Take 2: There are a number of changes being pushed by the Elect which do not appear to have much real traction on changing behaviors or outcomes, this among them. Consider the real estate industry working to remove "master" (as in master bedroom) from all of their literature and speech - how much will that really change anything on the ground? (There are many other examples). Are there many Black folks who really fail to succeed in society because they are too triggered by continued encounters with the word "master" used in any context, and who now will feel more included and thus successful?
Those "symbolic" demands strike me as more about demonstrating soft yet coercive power in the social domain. "See, we can make you change something by becoming upset if you don't" - the thing being changed in such a demonstration doesn't need to be meaningful on the ground, only visible. Or from the other end, about responding to the demand in a way which doesn't cost very much, an easy way to deflect negative attention or signal political virtue.

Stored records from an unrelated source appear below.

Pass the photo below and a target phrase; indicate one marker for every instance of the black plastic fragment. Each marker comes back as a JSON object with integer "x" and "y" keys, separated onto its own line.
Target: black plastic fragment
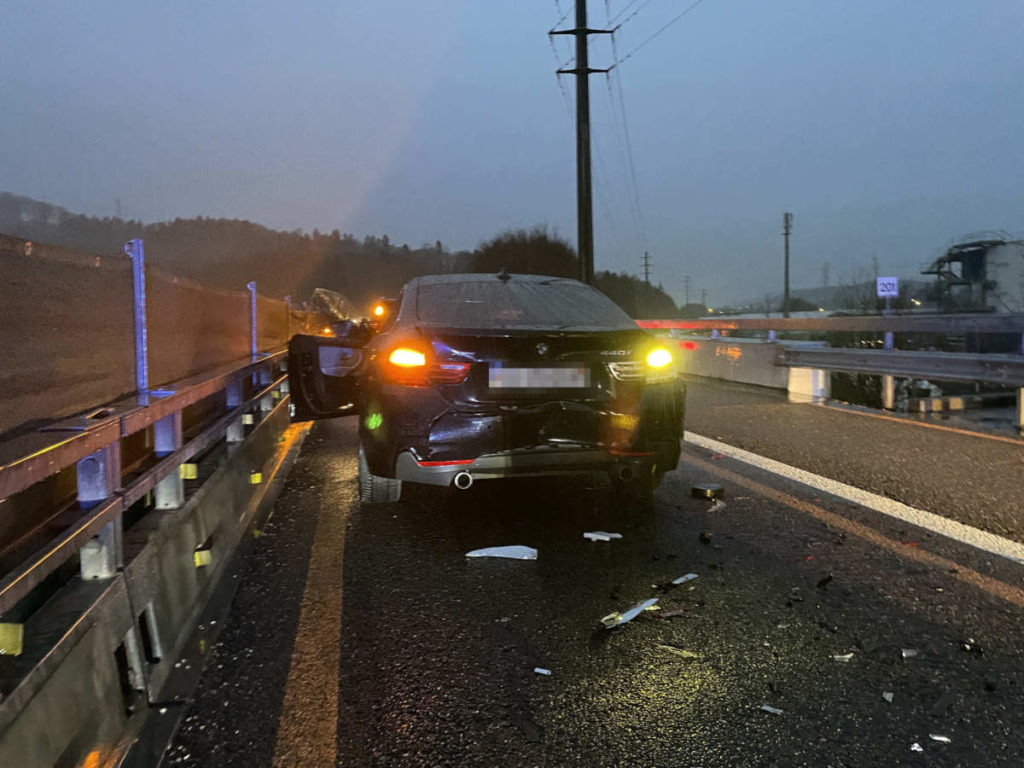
{"x": 708, "y": 491}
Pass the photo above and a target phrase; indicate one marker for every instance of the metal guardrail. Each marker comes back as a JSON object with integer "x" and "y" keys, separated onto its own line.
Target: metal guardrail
{"x": 989, "y": 369}
{"x": 95, "y": 451}
{"x": 951, "y": 324}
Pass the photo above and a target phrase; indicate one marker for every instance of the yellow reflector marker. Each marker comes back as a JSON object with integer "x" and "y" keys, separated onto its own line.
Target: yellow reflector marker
{"x": 407, "y": 357}
{"x": 11, "y": 639}
{"x": 659, "y": 357}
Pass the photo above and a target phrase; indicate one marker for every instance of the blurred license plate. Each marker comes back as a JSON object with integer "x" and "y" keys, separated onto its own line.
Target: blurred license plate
{"x": 539, "y": 378}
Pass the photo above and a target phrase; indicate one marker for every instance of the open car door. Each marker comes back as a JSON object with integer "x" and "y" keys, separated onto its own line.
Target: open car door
{"x": 324, "y": 376}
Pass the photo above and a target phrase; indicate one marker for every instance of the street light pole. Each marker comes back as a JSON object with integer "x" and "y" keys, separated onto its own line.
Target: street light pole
{"x": 786, "y": 228}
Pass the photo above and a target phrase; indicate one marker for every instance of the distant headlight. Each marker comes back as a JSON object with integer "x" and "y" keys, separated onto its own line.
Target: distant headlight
{"x": 659, "y": 357}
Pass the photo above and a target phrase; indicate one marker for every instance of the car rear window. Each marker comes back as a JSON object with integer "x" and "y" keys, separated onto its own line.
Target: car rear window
{"x": 557, "y": 303}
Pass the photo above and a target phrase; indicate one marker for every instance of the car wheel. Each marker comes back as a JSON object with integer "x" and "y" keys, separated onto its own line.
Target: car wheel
{"x": 374, "y": 489}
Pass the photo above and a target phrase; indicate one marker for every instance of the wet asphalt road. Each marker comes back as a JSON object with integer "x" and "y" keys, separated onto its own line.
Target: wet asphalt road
{"x": 364, "y": 637}
{"x": 974, "y": 478}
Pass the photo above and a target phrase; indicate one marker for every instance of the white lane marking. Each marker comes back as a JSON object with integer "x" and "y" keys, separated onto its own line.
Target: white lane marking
{"x": 982, "y": 540}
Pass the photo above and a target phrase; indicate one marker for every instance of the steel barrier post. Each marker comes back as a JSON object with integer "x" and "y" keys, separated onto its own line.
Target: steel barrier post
{"x": 889, "y": 392}
{"x": 136, "y": 250}
{"x": 170, "y": 493}
{"x": 98, "y": 479}
{"x": 254, "y": 338}
{"x": 237, "y": 429}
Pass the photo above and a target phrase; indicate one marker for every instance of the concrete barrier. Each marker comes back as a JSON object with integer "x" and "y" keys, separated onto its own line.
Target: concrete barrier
{"x": 98, "y": 653}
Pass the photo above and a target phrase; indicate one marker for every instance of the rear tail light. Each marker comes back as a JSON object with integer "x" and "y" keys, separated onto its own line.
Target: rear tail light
{"x": 408, "y": 358}
{"x": 416, "y": 368}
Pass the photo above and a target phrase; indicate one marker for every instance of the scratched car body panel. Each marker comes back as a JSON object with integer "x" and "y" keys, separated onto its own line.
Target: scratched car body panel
{"x": 482, "y": 377}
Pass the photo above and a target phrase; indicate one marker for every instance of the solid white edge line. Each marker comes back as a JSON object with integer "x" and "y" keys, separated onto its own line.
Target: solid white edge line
{"x": 958, "y": 531}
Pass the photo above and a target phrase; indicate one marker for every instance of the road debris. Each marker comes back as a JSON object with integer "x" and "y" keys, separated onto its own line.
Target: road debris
{"x": 675, "y": 613}
{"x": 600, "y": 536}
{"x": 971, "y": 646}
{"x": 675, "y": 583}
{"x": 681, "y": 652}
{"x": 514, "y": 552}
{"x": 708, "y": 491}
{"x": 614, "y": 620}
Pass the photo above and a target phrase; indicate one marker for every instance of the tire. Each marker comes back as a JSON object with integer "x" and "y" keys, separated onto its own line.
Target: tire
{"x": 374, "y": 489}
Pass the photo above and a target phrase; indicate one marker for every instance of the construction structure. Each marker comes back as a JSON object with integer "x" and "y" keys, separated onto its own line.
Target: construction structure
{"x": 980, "y": 272}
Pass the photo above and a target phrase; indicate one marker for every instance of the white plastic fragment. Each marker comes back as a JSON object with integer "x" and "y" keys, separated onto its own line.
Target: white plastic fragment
{"x": 600, "y": 536}
{"x": 614, "y": 620}
{"x": 685, "y": 579}
{"x": 514, "y": 552}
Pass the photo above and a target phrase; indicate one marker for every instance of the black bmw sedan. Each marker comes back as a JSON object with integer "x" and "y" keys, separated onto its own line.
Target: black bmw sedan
{"x": 477, "y": 377}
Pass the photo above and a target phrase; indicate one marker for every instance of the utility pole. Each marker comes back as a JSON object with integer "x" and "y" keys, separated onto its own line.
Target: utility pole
{"x": 786, "y": 228}
{"x": 583, "y": 71}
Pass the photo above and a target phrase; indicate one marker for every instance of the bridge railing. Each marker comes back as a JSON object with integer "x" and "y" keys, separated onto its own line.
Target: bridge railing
{"x": 807, "y": 377}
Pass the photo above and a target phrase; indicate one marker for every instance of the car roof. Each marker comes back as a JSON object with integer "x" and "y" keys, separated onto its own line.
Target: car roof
{"x": 430, "y": 280}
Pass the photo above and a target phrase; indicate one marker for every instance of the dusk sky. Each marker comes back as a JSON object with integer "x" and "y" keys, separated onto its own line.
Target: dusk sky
{"x": 887, "y": 127}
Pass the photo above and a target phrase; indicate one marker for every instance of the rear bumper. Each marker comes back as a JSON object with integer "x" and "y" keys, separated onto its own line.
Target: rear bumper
{"x": 525, "y": 463}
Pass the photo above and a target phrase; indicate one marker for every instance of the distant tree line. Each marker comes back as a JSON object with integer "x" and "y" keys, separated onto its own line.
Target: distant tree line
{"x": 227, "y": 253}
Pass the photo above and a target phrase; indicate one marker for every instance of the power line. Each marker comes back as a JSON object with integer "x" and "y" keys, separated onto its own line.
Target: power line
{"x": 620, "y": 136}
{"x": 629, "y": 147}
{"x": 628, "y": 6}
{"x": 663, "y": 29}
{"x": 632, "y": 15}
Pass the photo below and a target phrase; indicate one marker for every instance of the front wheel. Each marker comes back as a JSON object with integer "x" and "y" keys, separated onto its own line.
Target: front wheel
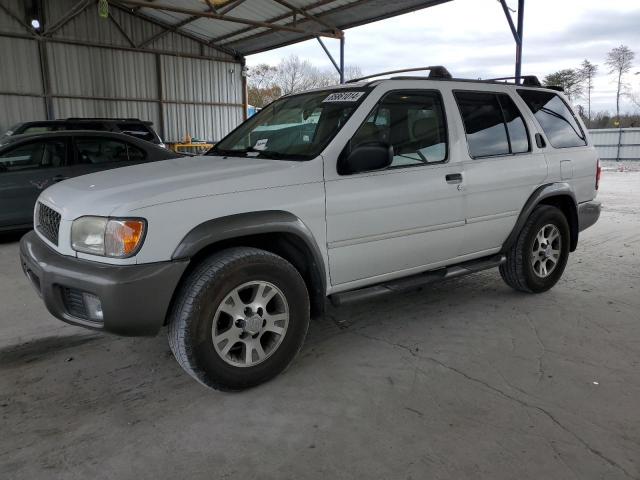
{"x": 239, "y": 319}
{"x": 538, "y": 258}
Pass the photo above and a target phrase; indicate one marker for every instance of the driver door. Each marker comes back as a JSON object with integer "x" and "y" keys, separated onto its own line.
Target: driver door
{"x": 408, "y": 217}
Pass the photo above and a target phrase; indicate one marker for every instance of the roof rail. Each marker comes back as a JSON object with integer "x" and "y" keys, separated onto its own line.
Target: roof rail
{"x": 118, "y": 119}
{"x": 436, "y": 71}
{"x": 526, "y": 80}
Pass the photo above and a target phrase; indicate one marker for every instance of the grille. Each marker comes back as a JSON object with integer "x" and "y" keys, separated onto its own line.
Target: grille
{"x": 48, "y": 223}
{"x": 74, "y": 303}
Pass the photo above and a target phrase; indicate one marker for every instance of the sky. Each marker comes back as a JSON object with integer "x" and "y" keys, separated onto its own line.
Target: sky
{"x": 472, "y": 39}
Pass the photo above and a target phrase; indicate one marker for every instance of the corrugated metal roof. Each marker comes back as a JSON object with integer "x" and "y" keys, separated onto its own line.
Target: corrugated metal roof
{"x": 248, "y": 39}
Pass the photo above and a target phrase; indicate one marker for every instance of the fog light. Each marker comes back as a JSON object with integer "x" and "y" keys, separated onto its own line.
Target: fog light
{"x": 93, "y": 306}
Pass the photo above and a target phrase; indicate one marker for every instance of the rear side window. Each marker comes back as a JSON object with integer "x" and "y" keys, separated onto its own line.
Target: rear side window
{"x": 555, "y": 117}
{"x": 493, "y": 124}
{"x": 137, "y": 130}
{"x": 96, "y": 151}
{"x": 34, "y": 156}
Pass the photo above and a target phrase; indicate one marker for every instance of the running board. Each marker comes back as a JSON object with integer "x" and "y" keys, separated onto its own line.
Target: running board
{"x": 416, "y": 281}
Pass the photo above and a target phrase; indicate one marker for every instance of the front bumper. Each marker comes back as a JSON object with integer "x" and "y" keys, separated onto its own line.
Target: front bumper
{"x": 588, "y": 214}
{"x": 134, "y": 298}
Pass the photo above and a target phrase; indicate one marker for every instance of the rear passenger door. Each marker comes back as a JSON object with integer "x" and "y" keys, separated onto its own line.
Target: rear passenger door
{"x": 502, "y": 167}
{"x": 570, "y": 159}
{"x": 408, "y": 217}
{"x": 25, "y": 171}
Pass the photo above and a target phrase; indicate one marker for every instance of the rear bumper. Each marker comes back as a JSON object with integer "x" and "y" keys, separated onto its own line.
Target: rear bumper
{"x": 134, "y": 298}
{"x": 588, "y": 214}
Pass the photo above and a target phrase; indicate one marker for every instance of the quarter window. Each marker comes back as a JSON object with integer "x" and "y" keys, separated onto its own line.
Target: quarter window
{"x": 493, "y": 124}
{"x": 555, "y": 117}
{"x": 412, "y": 122}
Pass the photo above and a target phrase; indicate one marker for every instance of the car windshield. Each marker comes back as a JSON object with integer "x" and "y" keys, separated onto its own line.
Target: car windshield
{"x": 295, "y": 127}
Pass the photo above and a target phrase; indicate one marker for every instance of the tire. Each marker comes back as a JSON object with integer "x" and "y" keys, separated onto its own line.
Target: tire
{"x": 523, "y": 269}
{"x": 210, "y": 312}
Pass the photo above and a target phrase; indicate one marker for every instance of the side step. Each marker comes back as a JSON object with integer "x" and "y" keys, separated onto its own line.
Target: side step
{"x": 416, "y": 281}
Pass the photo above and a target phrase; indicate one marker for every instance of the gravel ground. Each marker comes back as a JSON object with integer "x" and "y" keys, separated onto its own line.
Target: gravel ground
{"x": 467, "y": 379}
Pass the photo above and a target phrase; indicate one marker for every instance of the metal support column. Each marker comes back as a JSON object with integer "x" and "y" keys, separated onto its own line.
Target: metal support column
{"x": 519, "y": 40}
{"x": 342, "y": 59}
{"x": 339, "y": 67}
{"x": 517, "y": 33}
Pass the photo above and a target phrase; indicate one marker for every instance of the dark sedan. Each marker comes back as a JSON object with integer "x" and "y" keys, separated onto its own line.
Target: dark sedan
{"x": 31, "y": 163}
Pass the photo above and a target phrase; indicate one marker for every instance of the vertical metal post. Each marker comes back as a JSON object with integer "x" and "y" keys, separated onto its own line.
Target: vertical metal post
{"x": 519, "y": 40}
{"x": 342, "y": 59}
{"x": 160, "y": 88}
{"x": 46, "y": 80}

"However, language, as the life it depicts and mediates, is messy, and “White” has been adopted by white nationalists as a label for whites committed to defending their race from the barbarity of other ones in a country that needs to be Made Great Again."
Well, "Black" has been adopted by black separatists and racial tribalists who feel pretty much the same as the white nationalists about the desirability of an integrated nation. The notion that there is something essentially sinister in "Make America Great Again" because of its nostalgia for the past which is inevitably more racist is ridiculous, unless you want to make "Bring Back Better" sinister as well, or all the nostalgia from the typical Biden voter for Roosevelt and the New Deal. The Golden Age for "conservatives" is like the 1950s and the 80s. The Golden Age for "liberals" is the 1930s. The 1930s were not just more racist, but it was also a time when the federal government dramatically expanded in power and the executive specifically exercised an atypical amount of centralized control over policy. And one thing congress and Roosevelt didn't do, despite all the consolidated power, was pass anti-lynching legislation despite it being promoted by Roosevelt's wife and his Republican political opponent Wendell Willkie in the 1940 presidential race. Yet we keep hearing about the "Green New Deal."